AFAIK this is extended for segments with 32 Bit and 64 bit as well. For some SIMD instructions this prefix is mandantory. If you want to know more about that read the programming manuals.

alright tnx for info this was ok,

as to D bit in segment descriptor -

does maybe someone know if i could mix such say 16 32 and 64 segments in one app ? what is setting this - windows loader based on some program image, or what.. ?

In modern os the segment registers are only set once by the os. They use a flat memory model. Access to the segment descriptors is only possible by the os. Changing the segment registers to some value other than they are set after startup, shall lead to crash/exception.

In modern os the segment registers are only set once by the os. They use a flat memory model. Access to the segment descriptors is only possible by the os.
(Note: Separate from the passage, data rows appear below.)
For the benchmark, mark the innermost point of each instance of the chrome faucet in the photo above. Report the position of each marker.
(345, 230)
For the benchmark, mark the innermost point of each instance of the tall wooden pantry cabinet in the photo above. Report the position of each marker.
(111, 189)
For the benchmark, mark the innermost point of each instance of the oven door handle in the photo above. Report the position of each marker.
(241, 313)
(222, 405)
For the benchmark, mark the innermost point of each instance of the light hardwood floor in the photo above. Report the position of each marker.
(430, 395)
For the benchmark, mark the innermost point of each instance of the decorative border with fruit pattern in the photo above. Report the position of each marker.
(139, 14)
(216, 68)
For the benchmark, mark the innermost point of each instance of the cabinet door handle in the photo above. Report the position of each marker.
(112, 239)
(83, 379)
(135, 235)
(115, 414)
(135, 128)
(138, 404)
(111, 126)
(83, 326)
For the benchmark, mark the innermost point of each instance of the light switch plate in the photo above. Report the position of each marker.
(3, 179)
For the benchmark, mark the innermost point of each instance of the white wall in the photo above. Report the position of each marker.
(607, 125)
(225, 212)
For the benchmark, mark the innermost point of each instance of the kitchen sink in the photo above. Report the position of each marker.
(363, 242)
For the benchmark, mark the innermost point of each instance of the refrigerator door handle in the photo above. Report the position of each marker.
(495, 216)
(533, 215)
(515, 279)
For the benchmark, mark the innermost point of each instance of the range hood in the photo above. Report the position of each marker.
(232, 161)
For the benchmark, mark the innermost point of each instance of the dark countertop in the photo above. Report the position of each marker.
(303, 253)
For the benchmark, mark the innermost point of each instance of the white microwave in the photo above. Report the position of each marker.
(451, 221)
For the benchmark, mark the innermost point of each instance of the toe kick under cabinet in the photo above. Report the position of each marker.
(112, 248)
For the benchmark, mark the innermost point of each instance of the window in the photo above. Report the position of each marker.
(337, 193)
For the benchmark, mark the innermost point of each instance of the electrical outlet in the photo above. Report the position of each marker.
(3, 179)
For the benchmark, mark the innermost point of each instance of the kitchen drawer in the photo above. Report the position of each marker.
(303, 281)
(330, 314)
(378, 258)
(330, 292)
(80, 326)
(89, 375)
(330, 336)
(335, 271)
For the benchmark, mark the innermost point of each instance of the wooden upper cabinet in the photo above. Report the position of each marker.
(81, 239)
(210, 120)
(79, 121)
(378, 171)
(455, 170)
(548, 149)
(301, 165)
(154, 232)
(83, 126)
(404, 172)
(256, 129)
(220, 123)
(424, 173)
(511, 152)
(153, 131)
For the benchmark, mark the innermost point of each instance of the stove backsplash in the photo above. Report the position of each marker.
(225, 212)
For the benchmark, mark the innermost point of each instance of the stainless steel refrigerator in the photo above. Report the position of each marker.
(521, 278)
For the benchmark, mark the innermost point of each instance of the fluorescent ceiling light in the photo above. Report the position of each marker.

Changing the segment registers to some value other than they are set after startup, shall lead to crash/exception.

alright

alright, could you answer me if the code generated in raw bin (seen as this jpeg picture) is 16 bit code or what? or is this 32 bit code to run in 16 bit mode? why nasm generated it such way? it would be strange if it would generate code that purpose is tu crash anywhere.. and if not crashing would it be able to really run sse code in 16bit mode or something ? (sorry if the questions is a bit indepth, but maybe someone will know this)

ps when disasembly it was bring


c:\asm>ndisasm -b32 -o40001000h -a tezt.bin

40001000 66678B5424 mov dx,[si+0x24]
40001005 0466 add al,0x66
40001007 678B4C24 mov ecx,[si+0x24]
4000100B 080F or [edi],cl
4000100D 57 push edi
4000100E C067F30F shl byte [edi-0xd],byte 0xf
40001012 7F02 jg 0x40001016
40001014 6683C210 add dx,byte +0x10
40001018 6683E910 sub cx,byte +0x10
4000101C 7FF1 jg 0x4000100f
4000101E C3 ret

extremally wrong maybe i should try -b16

here


c:\asm>ndisasm -b16 -o40001000h -a tezt.bin

40001000 66678B542404 mov edx,[dword esp+0x4]
40001006 66678B4C2408 mov ecx,[dword esp+0x8]
4000100C 0F57C0 xorps xmm0,xmm0
4000100F 67F30F7F02 movdqu [edx],xmm0
40001014 6683C210 add edx,byte +0x10
40001018 6683E910 sub ecx,byte +0x10
4000101C 7FF1 jg 0x100f
4000101E C3 ret


seem okay but do such hex is able to run on 32 windows?
some flag i think must be setted somewhere to treat this as
some 32-16 mode (as i suspect this is 32 bit code but with some
16 bit args by default)

probably this explains most of the think - i need to find some flag
to denay this 16 bit default


Exactly - the behavior depends on BOTH the CPU's mode for the process (16-bit, 32-bit, or 64-bit are the ones that x86-64 processors support currently) AND the prefix of the instruction. Your encodings were built to be executed in 16-bit mode (this is why the 32-bit operands got assembled with 66 and 67 prefixes). Microsoft PE files (EXEs and DLLs) have field(s) in the headers which specifies which processor and mode the code should be executed in.

Current Windows programs should always target either 32-bit or 64-bit modes, since 16-bit executables are no longer supported on 64-bit editions of Windows.